Julien Rey, ingénieur-sismologue et chef de projet au BRGM (Bureau de Recherches Géologiques et Minières). Il commente la série inquiétante de séismes qui vient de frapper l’Italie et évoque les risques dans l’hexagone.

Etes-vous surpris par la succession de séismes qui frappe actuellement l’Italie ?

Après chaque séisme il est normal d’enregistrer des répliques. Mais, ce qui est plus étonnant en ce moment en Italie, c’est que le niveau des répliques est à peu près du même ordre de grandeur que l’évènement principal. Dans ces cas là, on parle plus de crise sismique ou de sismicité en essaim, c’est-à-dire, plusieurs épisodes sismiques de magnitudes à peu près comparables et qui ont lieu sur une même période.

Habituellement, les répliques vont decrescendo. Concrètement, on a une faille qui rompt et qui créé le séisme. Ensuite pour libérer l’énergie qui reste suite à ce séisme, il y a des « réajustements » et c’est ce que l’on appelle les répliques. Après un séisme de l’ordre du premier qui a touché l’Italie, il est logique d’avoir d’autres séismes, de moins en moins importants.
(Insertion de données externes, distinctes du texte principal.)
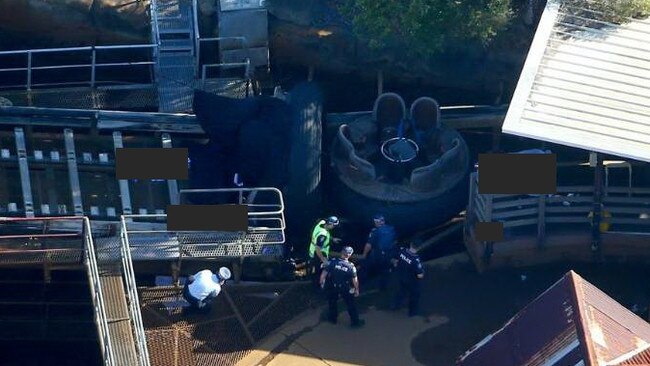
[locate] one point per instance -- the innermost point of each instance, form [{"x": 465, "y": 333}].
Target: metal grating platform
[
  {"x": 119, "y": 323},
  {"x": 242, "y": 316}
]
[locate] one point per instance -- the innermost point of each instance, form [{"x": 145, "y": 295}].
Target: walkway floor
[{"x": 462, "y": 307}]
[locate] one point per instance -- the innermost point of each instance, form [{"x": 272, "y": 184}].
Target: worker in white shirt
[{"x": 202, "y": 288}]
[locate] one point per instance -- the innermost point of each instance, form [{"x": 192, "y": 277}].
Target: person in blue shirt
[
  {"x": 203, "y": 287},
  {"x": 378, "y": 251},
  {"x": 339, "y": 279},
  {"x": 410, "y": 274},
  {"x": 319, "y": 246}
]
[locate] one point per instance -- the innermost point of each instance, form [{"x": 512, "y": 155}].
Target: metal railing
[
  {"x": 29, "y": 67},
  {"x": 149, "y": 239},
  {"x": 39, "y": 240},
  {"x": 132, "y": 293},
  {"x": 56, "y": 229},
  {"x": 155, "y": 31},
  {"x": 97, "y": 295},
  {"x": 572, "y": 207},
  {"x": 197, "y": 42}
]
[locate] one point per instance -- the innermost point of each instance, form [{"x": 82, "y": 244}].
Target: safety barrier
[
  {"x": 58, "y": 240},
  {"x": 97, "y": 295},
  {"x": 242, "y": 317},
  {"x": 148, "y": 237},
  {"x": 28, "y": 67}
]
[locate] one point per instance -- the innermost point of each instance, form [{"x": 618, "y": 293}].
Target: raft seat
[
  {"x": 356, "y": 167},
  {"x": 432, "y": 176}
]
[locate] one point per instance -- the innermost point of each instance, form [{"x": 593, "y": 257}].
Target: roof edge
[{"x": 582, "y": 328}]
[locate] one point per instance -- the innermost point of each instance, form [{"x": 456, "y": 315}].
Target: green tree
[
  {"x": 425, "y": 27},
  {"x": 613, "y": 11}
]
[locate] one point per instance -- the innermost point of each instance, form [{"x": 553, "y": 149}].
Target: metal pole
[
  {"x": 125, "y": 195},
  {"x": 172, "y": 184},
  {"x": 92, "y": 69},
  {"x": 29, "y": 70},
  {"x": 73, "y": 172}
]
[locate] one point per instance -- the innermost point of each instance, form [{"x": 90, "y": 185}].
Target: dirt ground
[{"x": 460, "y": 308}]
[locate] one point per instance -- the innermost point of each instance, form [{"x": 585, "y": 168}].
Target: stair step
[
  {"x": 176, "y": 48},
  {"x": 37, "y": 330}
]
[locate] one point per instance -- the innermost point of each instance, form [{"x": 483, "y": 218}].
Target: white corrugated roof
[{"x": 586, "y": 84}]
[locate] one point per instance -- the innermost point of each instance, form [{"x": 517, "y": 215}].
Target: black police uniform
[
  {"x": 340, "y": 274},
  {"x": 382, "y": 240},
  {"x": 408, "y": 267}
]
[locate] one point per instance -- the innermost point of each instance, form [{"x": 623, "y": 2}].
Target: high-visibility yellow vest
[{"x": 319, "y": 230}]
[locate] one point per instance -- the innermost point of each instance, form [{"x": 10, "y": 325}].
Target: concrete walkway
[{"x": 384, "y": 340}]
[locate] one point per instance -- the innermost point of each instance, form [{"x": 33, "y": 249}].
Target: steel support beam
[{"x": 124, "y": 184}]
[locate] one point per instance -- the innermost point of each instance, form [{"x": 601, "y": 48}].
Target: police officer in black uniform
[
  {"x": 339, "y": 278},
  {"x": 409, "y": 273}
]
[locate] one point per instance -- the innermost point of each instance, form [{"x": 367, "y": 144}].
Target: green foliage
[
  {"x": 614, "y": 11},
  {"x": 425, "y": 27}
]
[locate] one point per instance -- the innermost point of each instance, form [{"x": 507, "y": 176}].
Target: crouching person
[
  {"x": 202, "y": 288},
  {"x": 339, "y": 279}
]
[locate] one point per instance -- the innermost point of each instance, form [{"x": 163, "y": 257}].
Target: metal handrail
[
  {"x": 198, "y": 41},
  {"x": 134, "y": 303},
  {"x": 98, "y": 297},
  {"x": 93, "y": 65},
  {"x": 240, "y": 191}
]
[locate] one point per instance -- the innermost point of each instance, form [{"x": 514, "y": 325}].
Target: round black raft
[
  {"x": 269, "y": 142},
  {"x": 415, "y": 171}
]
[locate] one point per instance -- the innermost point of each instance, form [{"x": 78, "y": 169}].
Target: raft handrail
[
  {"x": 132, "y": 293},
  {"x": 97, "y": 295},
  {"x": 574, "y": 207}
]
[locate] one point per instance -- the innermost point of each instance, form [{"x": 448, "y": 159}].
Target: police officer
[
  {"x": 339, "y": 278},
  {"x": 379, "y": 250},
  {"x": 409, "y": 273},
  {"x": 319, "y": 246}
]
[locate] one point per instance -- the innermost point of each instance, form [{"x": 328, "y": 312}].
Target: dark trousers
[
  {"x": 315, "y": 270},
  {"x": 410, "y": 287},
  {"x": 333, "y": 295},
  {"x": 203, "y": 305},
  {"x": 376, "y": 267}
]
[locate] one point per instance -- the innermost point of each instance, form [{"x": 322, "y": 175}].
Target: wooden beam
[{"x": 541, "y": 221}]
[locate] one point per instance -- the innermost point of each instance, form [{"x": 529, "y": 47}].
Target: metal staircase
[
  {"x": 58, "y": 243},
  {"x": 173, "y": 29},
  {"x": 179, "y": 68}
]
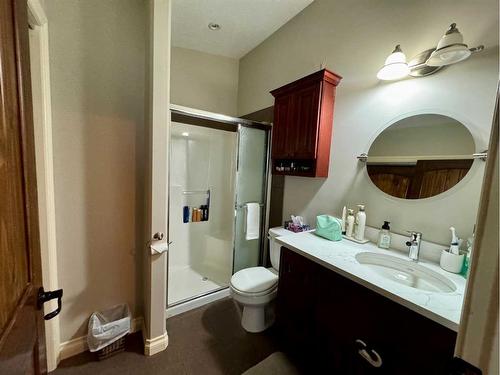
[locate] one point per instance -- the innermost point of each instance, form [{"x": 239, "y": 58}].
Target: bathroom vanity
[{"x": 347, "y": 319}]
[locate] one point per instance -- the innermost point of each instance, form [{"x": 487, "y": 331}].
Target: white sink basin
[{"x": 406, "y": 272}]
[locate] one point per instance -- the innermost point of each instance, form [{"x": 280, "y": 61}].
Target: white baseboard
[
  {"x": 198, "y": 302},
  {"x": 155, "y": 345},
  {"x": 79, "y": 345}
]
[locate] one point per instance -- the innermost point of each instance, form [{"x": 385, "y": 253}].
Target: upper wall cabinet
[{"x": 302, "y": 129}]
Or cela n’a pas été le cas cette fois-ci.

Mais ce n’est pas si étonnant que ça. En effet, dans les Apennins, on rencontre des structures un peu particulières, avec des failles très complexes et très ramifiées en profondeur. Dans ce cas, quand il y a un séisme sur une de ces failles, il se peut que le champ de contraintes soit modifié et qu’il ait déstabilisé la faille qui est juste à côté.

Dans le cas présent, nous ne sommes pas encore très surs du phénomène, il faudra attendre d’étudier les données. On verra alors si c’est une faille juste à côté de la première qui a rompu ou si c’est la continuité de la première faille qui a rompu à nouveau. Pour l’heure, on ne connait que les emplacements des séismes en surface, mais on ne se sait pas exactement comment cela se passe en profondeur.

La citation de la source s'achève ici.